If the maximum allocation size and THP size is abnormally large, such as on arm64 with 64k base pages where it's effectively 512 MiB, this is not sufficient. While hotplugging smaller chunks is easy, hotunplugging smaller chunks is more challenging. Handling such large THPs in the QEMU implementation will also needs some thought. Most probably this corner case is not worth optimizing.
Linux guest driver TODOs
- Support the memmap_on_memory kernel command line paramater for memory hotplugged via virtio-mem.
- alloc_contig_range() improvements
- Support allocation of individual pageblocks cleanly, especially on ZONE_NORMAL; support 2 MiB granularity on x86-64.
- Increase reliability and improve performance.
- Defragmentation: Try to minimize the number of memory blocks after unplug over time.
Linux host TODOs
- Reclaiming empty page tables, optimizing for sparse memory mappings (WIP)
- Reduce KVM memory slot overhead, optimizing for sparse memory slots (WIP)
- "memslots=X" option for virtio-mem devices (WIP)
- Expose device memory via multiple memslots that are dynamically mapped and dynamically create KVM memory slots.
- "iothread=X" option for virtio-mem devices
- Process guest requests (plug/unplug memory blocks), inluding discarding memory, preallcoating memory and updating VFIO mappings, via a separate thread; avoid holding the BQL (Big QEMU Lock) for a long time during expensive operations.
- "managed-size" option for memory backends (TBD)
- Adjust the size of the memory region / RAMBlock ... dynamically to cover all mapped memslots. The target goal is to reduce the overhead due to QEMU bitmaps and increase performance (e.g., in migration code) when having large virtio-mem devices that only expose little memory to the VM.
- "prot=uffd" option for virtio-mem devices (TBD)
- Catch access to logically unplugged memory by catching access via userfaultfd - requires indicating to the guest that unplugged memory must not be read.
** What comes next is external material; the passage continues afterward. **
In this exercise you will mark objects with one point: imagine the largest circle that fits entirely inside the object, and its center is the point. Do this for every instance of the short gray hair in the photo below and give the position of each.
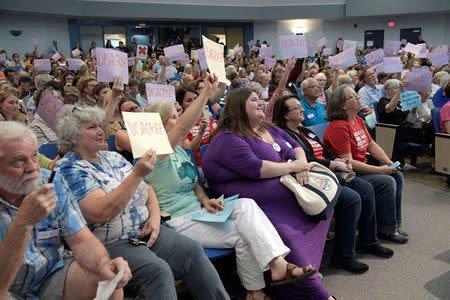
(11, 130)
(391, 83)
(69, 121)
virito-mem adds System RAM (virtio_mem) - resources as child resources under the corresponding virtio device resource. This is visible via /proc/iomem to user space. For example:
00000000-00000fff : Reserved 00001000-0009fbff : System RAM [...] fffc0000-ffffffff : Reserved 100000000-13fffffff : System RAM 140000000-33fffffff : virtio0 140000000-147ffffff : System RAM (virtio_mem) 340000000-53fffffff : virtio1 340000000-34fffffff : System RAM (virtio_mem) 540000000-5bfffffff : PCI Bus 0000:00
kexec-tools must not use this memory for placing kexec images, or use this memory when building the initial memory map (e.g., e820 map) for the kexec kernel. This is already done implicitly due to the way the resources show up as child resources of virtio devices.
However, kexec-tools should add this memory to the list of memory (via the elfcorehdr) to dump via kdump.
In general, virtio-mem can live without ACPI. However, there has to be a way to expose the maximum possible pfn that can be used for hotplugged memory to the guest OS, for example, to properly setup swiotlb during boot in Linux. Currently, virtio-mem on x86-64 relies on ACPI SRAT tables to communicate the memory range that can be use for memory hotplug ("max_possible_pfn").
- Indicate the guest status / guest errors via virtio-mem devices.
- OOM handling / early detection of low-memory situations.
- Guest-triggered shrinking of the usable region.